Hood Cliff Retreat by Wittman Estes Architecture + Landscape
Built on the site in 1962, the original dark and opaque cedar cabin left the owners feeling cut off from nature, and they asked for a indoor outdoor retreat that would allow them to be closer to the land and also house an expanded program of three additional bedrooms and sleeping quarters for their extended family. The project has three elements: 1) The repurposed 20’x20’ footprint of the original cabin, 2) the cabin addition, and 3) a new bunkhouse and bathroom to the north.
“As avid bird watchers and naturalists, the clients wanted an indoor outdoor family retreat that would immerse them in the stillness of the forest and capture the delicate Washington sunlight and views toward Hood Canal and the Olympic Mountains to the west,” says architect Matt Wittman.

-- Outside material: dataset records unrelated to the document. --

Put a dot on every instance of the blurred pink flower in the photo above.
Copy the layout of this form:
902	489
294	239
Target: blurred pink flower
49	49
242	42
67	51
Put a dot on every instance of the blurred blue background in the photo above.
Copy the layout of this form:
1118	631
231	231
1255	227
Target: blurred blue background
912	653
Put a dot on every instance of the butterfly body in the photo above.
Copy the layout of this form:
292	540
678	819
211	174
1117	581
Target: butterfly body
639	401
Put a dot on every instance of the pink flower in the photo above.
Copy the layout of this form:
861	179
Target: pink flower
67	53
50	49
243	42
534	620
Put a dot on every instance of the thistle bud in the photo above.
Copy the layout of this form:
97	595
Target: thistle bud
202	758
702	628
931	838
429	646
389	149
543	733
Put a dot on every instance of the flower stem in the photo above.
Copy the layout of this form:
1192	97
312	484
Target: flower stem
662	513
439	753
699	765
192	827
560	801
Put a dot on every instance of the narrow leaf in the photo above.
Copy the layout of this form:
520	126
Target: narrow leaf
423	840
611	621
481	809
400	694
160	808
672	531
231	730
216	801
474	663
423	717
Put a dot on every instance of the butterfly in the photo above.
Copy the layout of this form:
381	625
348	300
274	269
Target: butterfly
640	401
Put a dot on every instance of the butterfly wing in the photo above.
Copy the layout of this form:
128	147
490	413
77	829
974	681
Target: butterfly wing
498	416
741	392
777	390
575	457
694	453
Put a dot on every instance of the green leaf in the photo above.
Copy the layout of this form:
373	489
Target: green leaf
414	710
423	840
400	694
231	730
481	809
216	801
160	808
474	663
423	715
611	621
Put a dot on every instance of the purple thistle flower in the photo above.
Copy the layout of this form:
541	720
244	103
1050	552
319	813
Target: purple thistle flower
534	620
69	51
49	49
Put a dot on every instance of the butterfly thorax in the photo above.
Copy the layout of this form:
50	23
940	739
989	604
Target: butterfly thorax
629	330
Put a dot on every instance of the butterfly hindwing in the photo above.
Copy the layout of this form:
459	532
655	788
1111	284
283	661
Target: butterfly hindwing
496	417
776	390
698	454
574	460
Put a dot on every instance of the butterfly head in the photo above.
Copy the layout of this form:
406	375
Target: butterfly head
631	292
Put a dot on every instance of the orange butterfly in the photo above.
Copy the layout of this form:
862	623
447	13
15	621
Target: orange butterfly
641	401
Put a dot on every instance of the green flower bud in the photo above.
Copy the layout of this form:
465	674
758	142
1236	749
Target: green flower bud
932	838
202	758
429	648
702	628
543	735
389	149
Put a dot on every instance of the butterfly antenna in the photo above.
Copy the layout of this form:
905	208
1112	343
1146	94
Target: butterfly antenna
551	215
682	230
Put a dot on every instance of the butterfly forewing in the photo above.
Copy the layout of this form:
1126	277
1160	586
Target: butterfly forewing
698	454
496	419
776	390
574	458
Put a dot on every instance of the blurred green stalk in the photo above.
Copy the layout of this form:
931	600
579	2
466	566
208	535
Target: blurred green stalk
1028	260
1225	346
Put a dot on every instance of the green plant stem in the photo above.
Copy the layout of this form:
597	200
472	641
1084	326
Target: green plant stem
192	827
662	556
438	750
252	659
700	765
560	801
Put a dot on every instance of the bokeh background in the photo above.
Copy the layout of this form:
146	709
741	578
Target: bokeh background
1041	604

The clients include owner, Pat Troth, who had a career in hydrology and forestry and had a deep love for trees, soils, and the richness of the natural world. Her husband, John Troth, is a wildlife photographer who travels internationally to capture images of birds and other animals in their native habitats. Their grown children work as natural resource scientists and spend much of their time deeply engaged with the outdoors. With John and Pat living in Indiana, their son John in Toronto, and Ashley in North Carolina, the family yearned for a place to draw them together in one place. The vision was a retreat where the family could be together and celebrate their passion for being outdoors and connect with the native flora and fauna of Hood Canal.
The clients wanted a retreat where they could watch birds and take in the nature of the Hood Canal. While they loved modern architecture, they did not want a building that was overly expressive of itself. They asked for a set of simple structures that would allow them to be close to the land. This resonated with Wittman, who had an appreciation for the simple vernacular structures of his rural childhood on a ranch in northern Idaho, and designs buidings allowing people to “experience the beauty of nature through architecture.” The Troth family sought a place where their friends and family could gather together while also experiencing a moment of solitude and reflection. The three single story volumes with large glass openings, sliding doors, and continuous decks allow for such gathering and reflection.
The architecture defers to the landscape – inspired by nature and in particular the native killdeer bird. “Unlike most birds, the killdeer doesn’t bring outside vegetation to build its nest – it pulls away the existing brush, burrowing into the existing forest, and nesting on the ground,” says Wittman. Hood Cliff Retreat seeks a similar relationship with the ground that feels both connected to and protected from the elements of nature.
Reclaimed beams and siding from the original cabin were re-purposed as countertops and interior cladding. Simple details and a restrained material palette kept the construction budget to a minimum.
“We sought to dissolve the barriers between the inside and out, between forest, garden, and structure,” says Wittman. Sunlight warms the plywood walls and ceilings, grazing the warm cedar boards and cast-in-place concrete – allowing shadow and light to transform the simple interior into something more complex and subtle. In the main cabin, the indoor outdoor kitchen has a pass-through window that extends the interior countertop into the outdoor concrete counter and built in wood barbeque. There is a built-in Murphy bed that allows the main cabin to be a flexible sleeping area when needed. High clerestory windows allow views outdoors and natural light inside.
A reclaimed cast iron tub in the master bath creates the feeling of soaking in the outdoors without interrupting moments of repose. Outside, the rough sawn cedar siding and cement panel finishes patina naturally over time until the cabin volumes converge with the colors of the forest. This inside- outside connection is how the architects approach building sensitively in nature.
The three dwelling structures are a continuous interconnected series of experiences composed to celebrate the beauty of family gathering in natural sunlight and fresh air. The retreat is an expression of Wittman Estes’ “tactile modernism,” connecting the family to the sensation and physical experiences of the Puget sound ecosystem in a place that is beautiful, functional, and built for the sustainable long term enjoyment of the nature loving Troth family.